Table 12 Descriptive Analysis for the Monitoring | |||
NO. | Mean | Std. Deviation | |
1- | A daily encounter with control procedures by the employees lead to improve the quality of financial reporting | 4.08 | 0.61 |
2- | A serious adoption of the internal auditors reports by the management lead to improve the quality of financial reporting | 4.07 | 0.56 |
3- | Internal audit independence lead to improve the quality of financial reporting | 4.02 | 0.62 |
4- | A knowledgeable and well educated internal control employees lead to improve the quality of financial reporting | 3.99 | 0.67 |
The impact of monitoring on the quality of financial reporting for Jordanian banks | 4.04 | 0.51 |
The statistical analysis was conducted by using SPSS version (20), the outcomes reveals the following results:
1. There is a statistical significant relationship between the control environment and the quality of financial reports in Jordanian banks. The study argues that banks’ management are considering internal control system to have a significant merit in the banks’.
2. There is a statistical significant relationship between control activities and the quality of financial reports in Jordanian banks. The results indicate that the existence of a continues reporting in regard to control activities, segregation of duties, clear determination of authorities and responsibilities.
3. There is a statistical significant relationship between risk assessment and the quality of financial reports in Jordanian banks. This indicates that Jordanian banks are meeting all the expected procedures for assessing the risk based on COSO framework.
4. The study finds that the existence of a written control policies in the bank, having a system that is able to generate relevant and high-quality information to support internal control.

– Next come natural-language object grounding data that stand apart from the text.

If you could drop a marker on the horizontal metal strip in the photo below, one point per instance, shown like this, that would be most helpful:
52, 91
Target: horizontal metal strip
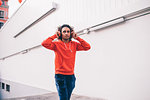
82, 32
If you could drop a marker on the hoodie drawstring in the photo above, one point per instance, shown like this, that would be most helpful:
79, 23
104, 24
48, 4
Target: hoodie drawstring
69, 46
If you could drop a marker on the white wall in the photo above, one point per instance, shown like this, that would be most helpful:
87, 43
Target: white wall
116, 67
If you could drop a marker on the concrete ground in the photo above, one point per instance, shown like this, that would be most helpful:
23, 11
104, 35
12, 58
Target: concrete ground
53, 96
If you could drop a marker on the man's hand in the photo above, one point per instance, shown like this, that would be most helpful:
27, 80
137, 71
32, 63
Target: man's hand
74, 35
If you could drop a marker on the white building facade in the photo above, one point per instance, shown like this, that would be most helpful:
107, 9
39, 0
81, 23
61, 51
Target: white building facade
115, 68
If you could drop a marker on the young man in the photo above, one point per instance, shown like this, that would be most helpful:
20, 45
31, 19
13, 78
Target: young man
65, 51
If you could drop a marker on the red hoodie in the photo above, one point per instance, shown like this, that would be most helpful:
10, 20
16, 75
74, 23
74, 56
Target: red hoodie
65, 53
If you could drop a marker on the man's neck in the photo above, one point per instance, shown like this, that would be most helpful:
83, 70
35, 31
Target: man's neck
65, 40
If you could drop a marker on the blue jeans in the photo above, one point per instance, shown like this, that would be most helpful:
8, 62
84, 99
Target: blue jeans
65, 85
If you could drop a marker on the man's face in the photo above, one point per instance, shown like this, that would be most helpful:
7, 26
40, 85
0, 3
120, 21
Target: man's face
65, 33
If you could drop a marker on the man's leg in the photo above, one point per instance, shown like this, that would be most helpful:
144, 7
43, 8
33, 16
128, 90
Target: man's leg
70, 81
61, 87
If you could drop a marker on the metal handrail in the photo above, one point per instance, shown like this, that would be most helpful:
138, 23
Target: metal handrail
128, 17
36, 21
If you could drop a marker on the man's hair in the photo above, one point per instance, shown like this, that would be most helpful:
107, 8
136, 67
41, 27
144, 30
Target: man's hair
60, 29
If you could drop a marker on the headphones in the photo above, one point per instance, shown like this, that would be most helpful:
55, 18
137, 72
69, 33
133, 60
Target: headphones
60, 31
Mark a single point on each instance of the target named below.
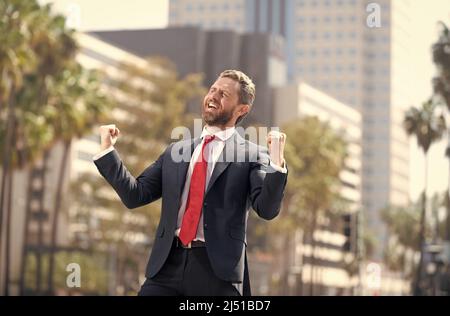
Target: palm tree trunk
(6, 164)
(56, 212)
(313, 249)
(41, 212)
(23, 263)
(447, 233)
(8, 233)
(417, 285)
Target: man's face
(221, 104)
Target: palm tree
(162, 97)
(316, 155)
(78, 106)
(427, 127)
(441, 83)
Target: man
(200, 243)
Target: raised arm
(133, 192)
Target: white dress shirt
(212, 154)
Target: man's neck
(215, 128)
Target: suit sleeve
(266, 186)
(134, 192)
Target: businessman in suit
(200, 242)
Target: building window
(326, 52)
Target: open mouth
(212, 106)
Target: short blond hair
(247, 87)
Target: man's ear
(244, 109)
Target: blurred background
(361, 88)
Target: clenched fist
(108, 135)
(275, 143)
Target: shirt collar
(223, 135)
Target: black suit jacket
(242, 178)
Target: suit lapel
(182, 167)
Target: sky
(96, 15)
(134, 14)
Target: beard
(217, 117)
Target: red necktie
(194, 203)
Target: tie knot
(209, 138)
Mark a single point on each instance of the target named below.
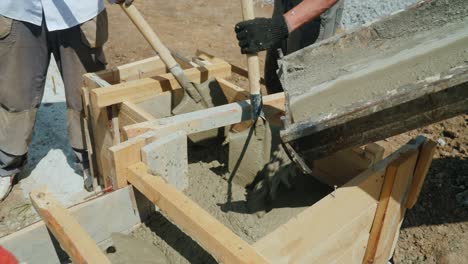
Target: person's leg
(78, 50)
(331, 20)
(24, 59)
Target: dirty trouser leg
(76, 55)
(24, 59)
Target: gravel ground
(359, 12)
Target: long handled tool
(195, 99)
(253, 66)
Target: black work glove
(261, 34)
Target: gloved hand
(127, 2)
(261, 33)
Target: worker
(30, 32)
(294, 25)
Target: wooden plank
(133, 71)
(294, 241)
(147, 87)
(213, 236)
(123, 156)
(104, 128)
(391, 208)
(352, 237)
(407, 108)
(72, 237)
(422, 167)
(352, 163)
(232, 92)
(135, 113)
(207, 119)
(128, 153)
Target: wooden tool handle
(252, 59)
(149, 35)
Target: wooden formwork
(359, 222)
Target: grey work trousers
(318, 29)
(25, 52)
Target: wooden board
(207, 119)
(33, 244)
(405, 109)
(133, 71)
(392, 206)
(147, 87)
(422, 167)
(128, 153)
(72, 237)
(321, 227)
(213, 236)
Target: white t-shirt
(58, 14)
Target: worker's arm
(263, 33)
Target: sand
(375, 61)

5. There is a statistical significant relationship between monitoring and the quality of financial reports in Jordanian banks. The results indicate that internal auditor independence, skills, educational background and abilities can enhance the quality of internal control functions
The implications of our findings are manifold. Hence, the main recommendations for this study are depict as follow:
1. Managements in Jordanian banks should pay extra attention toward enhancing their internal control system. This can be accomplished by establishing an independent and skilful team of internal auditors with predetermined responsibilities and authorities.
2. Jordanian banks should consider adopting a more modern accounting and financial systems with extra focusing on system security in order to maintain the reporting quality.
3. Human resources department should consider integrating the salaries and compensations system with the staffs’ performance and the control report as they both can enhance the banks internal control.
4. Training and workshop for the internal control staff should be conducted in continues bases in order to boost their performance.
5. We also identify some potential areas for future research, the importance of the internal control system in other financial institution and the role of internal control system in providing competitive advantages for the organization are still an open area for further investigations.